Вся сила пара, сама современность послужат для Музы рычагами! Мастер Бездуховный и его хлопотливые подмастерья, которые казались могучими повелителями нашего времени, явятся лишь слугами, черными рабами; они украшают залу, подносят сокровища, накрывают столы для великого празднества, на котором Муза, невинная, как дитя, восторженная, как юная девушка, и спокойная, рассудительная, как зрелая женщина, поднимет дивный светильник поэзии, этот божественный огонь, горящий в щедром, переполненном чувствами человеческом сердце.

Привет тебе, Муза поэзии нового века! Привет наш вознесется и будет услышан, как бессловесный гимн червя, перерезанного плугом. Настанет новая весна, и плуг опять будет бороздить землю и перерезать нас, червей, чтобы взошло благословение для грядущего поколения.

Привет тебе, Муза нового века!

Примечания

«Муза нового века» (Det nye Aarhundredes Muse) — впервые опубликована в 1861 г. (См. примеч. к сказкам «Двенадцать из почтовой кареты» и «Снеговик».)

Эйвинд — прославленный скальд в свите норвежского короля Хокона Доброго (ум. ок. 960 г.).

Фирдуоси Абулькасим (ок. 940—1020 или 1030) — персидский и таджикский поэт, автор поэмы «Шахнаме» (994).

«Эдда» — памятник древнескандинавской литературы.

«Тысяча и одна ночь» — памятник средневековой арабской литературы.

...писания Моисея. — В литературной стилизации образа Моисея, начиная с эпохи эллинизма, его часто рассматривают как культурного героя — изобретателя алфавита, философии, государственной мудрости и т. п.

...золотые басни Бидпая. — В памятник санскритской повествовательной литературы «Панчатантра» (ок. 3—4 вв.) наряду со сказками, притчами и новеллами входят также басни, авторство которых приписывается индусу Бидпаю.

...гарибальдийскую шапочку... — Речь идет о шапочках, в виде фески, которые носили сподвижники Джузеппе Гарибальди (1807—1882).

...на птице Рух, созданной Монгольфье... — Имеется в виду воздушный шар братьев Жозефа (1740—1810) и Этьена Монгольфье (1745—1799), уподобленный Андерсеном мифической птице.

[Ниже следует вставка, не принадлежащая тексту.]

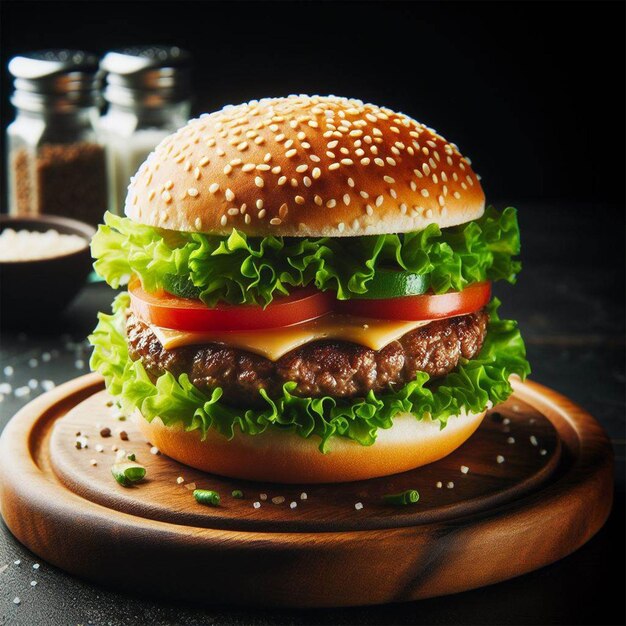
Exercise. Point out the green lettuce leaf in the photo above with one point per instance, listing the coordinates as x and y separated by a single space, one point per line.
238 269
471 387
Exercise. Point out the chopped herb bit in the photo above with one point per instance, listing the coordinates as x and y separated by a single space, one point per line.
410 496
205 496
128 473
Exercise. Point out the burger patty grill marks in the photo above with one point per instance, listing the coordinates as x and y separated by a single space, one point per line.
334 368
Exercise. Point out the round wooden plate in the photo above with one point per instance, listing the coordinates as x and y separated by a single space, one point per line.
531 486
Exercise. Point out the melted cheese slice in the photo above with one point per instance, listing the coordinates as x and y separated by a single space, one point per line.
275 342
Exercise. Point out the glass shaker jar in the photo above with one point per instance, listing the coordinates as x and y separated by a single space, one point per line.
147 91
56 163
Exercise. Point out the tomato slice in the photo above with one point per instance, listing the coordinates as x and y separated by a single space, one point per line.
424 307
170 311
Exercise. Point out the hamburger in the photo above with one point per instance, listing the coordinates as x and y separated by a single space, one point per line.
308 294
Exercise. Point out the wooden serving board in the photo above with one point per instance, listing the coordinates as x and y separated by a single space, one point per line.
538 485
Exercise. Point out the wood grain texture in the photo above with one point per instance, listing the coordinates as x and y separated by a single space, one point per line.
499 521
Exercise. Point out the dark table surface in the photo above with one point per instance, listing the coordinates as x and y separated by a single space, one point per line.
570 304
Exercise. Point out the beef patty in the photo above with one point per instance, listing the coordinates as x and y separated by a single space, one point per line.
328 367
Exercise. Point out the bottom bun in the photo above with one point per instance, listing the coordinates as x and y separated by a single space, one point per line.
283 457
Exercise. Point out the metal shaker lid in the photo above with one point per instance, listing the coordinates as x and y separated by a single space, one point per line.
54 79
147 76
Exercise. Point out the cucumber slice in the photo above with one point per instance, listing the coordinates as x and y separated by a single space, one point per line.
180 286
394 284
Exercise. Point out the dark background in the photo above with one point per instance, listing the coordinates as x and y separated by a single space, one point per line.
534 94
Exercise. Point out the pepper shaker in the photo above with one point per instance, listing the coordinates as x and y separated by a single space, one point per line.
56 163
147 90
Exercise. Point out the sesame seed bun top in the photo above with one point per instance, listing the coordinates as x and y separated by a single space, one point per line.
304 166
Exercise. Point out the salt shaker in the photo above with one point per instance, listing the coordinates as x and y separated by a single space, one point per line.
56 163
148 94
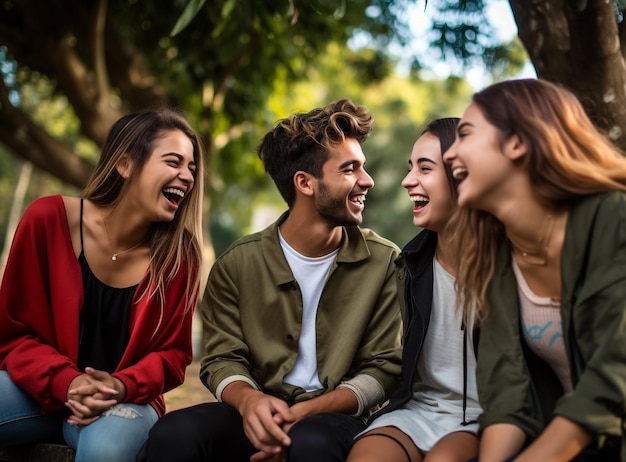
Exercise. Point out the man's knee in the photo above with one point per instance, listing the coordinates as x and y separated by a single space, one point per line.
322 437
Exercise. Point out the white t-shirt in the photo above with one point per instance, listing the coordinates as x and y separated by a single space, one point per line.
311 274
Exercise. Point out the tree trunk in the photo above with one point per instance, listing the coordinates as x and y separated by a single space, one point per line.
577 44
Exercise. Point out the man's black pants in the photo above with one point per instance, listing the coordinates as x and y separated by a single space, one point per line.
213 432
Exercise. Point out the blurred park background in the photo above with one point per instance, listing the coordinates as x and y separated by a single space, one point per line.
70 68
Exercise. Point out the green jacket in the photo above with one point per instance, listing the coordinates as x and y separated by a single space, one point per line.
252 312
514 385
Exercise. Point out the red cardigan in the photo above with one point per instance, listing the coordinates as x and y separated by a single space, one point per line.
40 300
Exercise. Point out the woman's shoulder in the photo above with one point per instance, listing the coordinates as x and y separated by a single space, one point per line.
45 207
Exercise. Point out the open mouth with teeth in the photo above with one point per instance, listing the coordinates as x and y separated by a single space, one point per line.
419 202
459 173
358 199
174 195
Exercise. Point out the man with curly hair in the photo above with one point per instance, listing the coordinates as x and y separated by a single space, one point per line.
302 318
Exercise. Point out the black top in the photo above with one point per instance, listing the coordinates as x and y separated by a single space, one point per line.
104 318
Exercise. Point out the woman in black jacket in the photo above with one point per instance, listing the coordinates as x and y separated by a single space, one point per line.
433 417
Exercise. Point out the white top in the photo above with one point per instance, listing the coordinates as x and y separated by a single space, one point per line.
543 330
311 274
436 408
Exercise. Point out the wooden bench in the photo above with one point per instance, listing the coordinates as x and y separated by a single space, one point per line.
41 452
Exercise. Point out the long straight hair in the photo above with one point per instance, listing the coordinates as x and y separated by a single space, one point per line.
567 159
174 243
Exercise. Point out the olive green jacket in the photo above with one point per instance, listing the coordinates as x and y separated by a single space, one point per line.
514 385
252 313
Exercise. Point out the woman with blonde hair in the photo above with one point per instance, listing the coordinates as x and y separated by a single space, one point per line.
98 294
543 236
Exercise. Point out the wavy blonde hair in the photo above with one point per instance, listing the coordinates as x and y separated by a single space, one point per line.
567 158
174 243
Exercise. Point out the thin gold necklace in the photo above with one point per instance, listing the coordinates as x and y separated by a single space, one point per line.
539 255
115 255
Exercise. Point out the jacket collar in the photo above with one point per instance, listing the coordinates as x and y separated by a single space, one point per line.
417 255
353 249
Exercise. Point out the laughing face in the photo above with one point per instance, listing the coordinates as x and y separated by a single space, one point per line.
340 197
481 162
427 184
166 178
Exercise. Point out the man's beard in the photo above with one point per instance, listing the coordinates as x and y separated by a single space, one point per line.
335 209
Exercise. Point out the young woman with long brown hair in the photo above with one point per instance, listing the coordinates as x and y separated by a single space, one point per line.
98 293
433 416
543 238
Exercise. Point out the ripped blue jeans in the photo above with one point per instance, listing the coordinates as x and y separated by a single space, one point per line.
117 435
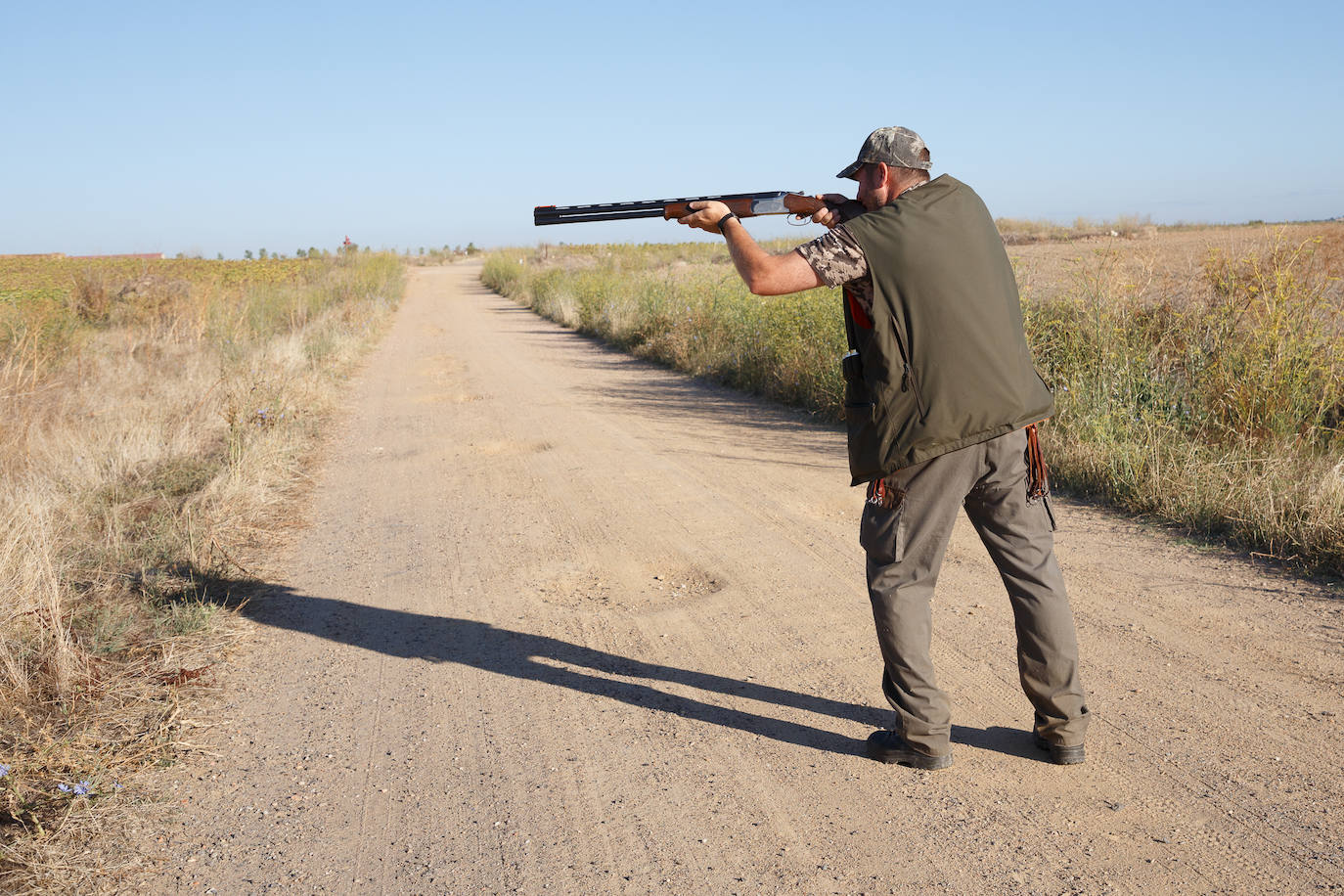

«Песнь о Гайавате» (1855) — эпическая поэма Г.У. Лонгфелло (1807—1882.)

...где звучит колосс Мемнона... — Мемнон, в греческой мифологии сын Эос и Тифона, царь Эфиопии, союзник троянцев в Троянской войне. Одна из двух колоссальных фигур Мемнона, воздвигнутых в египетских Фивах при фараоне Аменхотепе III, была повреждена во время землетрясения и издавала звук, считавшийся приветствием Мемнона своей матери, богине утренней зори.

...из отечества Тихо Браге — т. е. из Дании.

...где возносит свою крону к небу... король лесов — Веллингтоново дерево. — Имеется в виду хвойное вечнозеленое дерево (секвойядедрон гигантский, мамонтово дерево), которому присваивались имена великих личностей. В США его называют вашингтонией в честь первого американского президента Д. Вашингтона, а в Англии — веллингтонией — в честь героя битвы при Ватерлоо английского герцога А. Веллингтона (1769—1852).

...колесница Феспида... — См. примеч. к сказке «Птица Феникс».

«Обыкновенные истории» — См. примеч. к сказке «Калоши счастья».

Гимле — согласно скандинавской мифологии, светлая и прекрасная небесная обитель, сохранившаяся после гибели богов и всего мира (Рагнарёк) и предназначенная для душ праведников.